Why Is Wordle Hard for LLMs?

Large language models (LLMs) are AI systems — like GPT, Claude, and Gemini — that read and generate text. Before an LLM can process a word, it breaks it into tokens (sub-word chunks) and converts each token into a list of numbers called an embedding. Think of an embedding as a numerical fingerprint that captures what a word means — "king" and "queen" get similar fingerprints because they appear in similar contexts. The problem is that this fingerprint encodes meaning, not spelling. A word like "MOGUL" might be tokenized as ["MOG", "UL"], so the model never directly sees the five individual letters in their positions. Wordle, however, is all about which specific letter sits at which specific position — exactly the information that tokenization discards.

This is why early LLMs often made bizarre Wordle mistakes: reusing letters confirmed absent, ignoring positional clues, or guessing non-words.
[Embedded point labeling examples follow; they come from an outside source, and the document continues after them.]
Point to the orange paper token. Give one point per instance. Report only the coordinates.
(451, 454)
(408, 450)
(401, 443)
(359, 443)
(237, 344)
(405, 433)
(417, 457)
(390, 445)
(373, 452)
They could talk about Wordle strategy fluently, but couldn't reliably execute it, because the letter-position reasoning had to be reconstructed from lossy token representations.

Newer "reasoning" models (such as OpenAI's o-series and GPT-5) have largely closed this gap. These models perform extended internal chain-of-thought before answering — effectively "thinking out loud" step by step. By spelling out each letter and checking constraints one at a time during this hidden reasoning phase, they can recover the character-level information that tokenization lost. Our daily results show that reasoning models consistently outperform their non-reasoning counterparts on Wordle.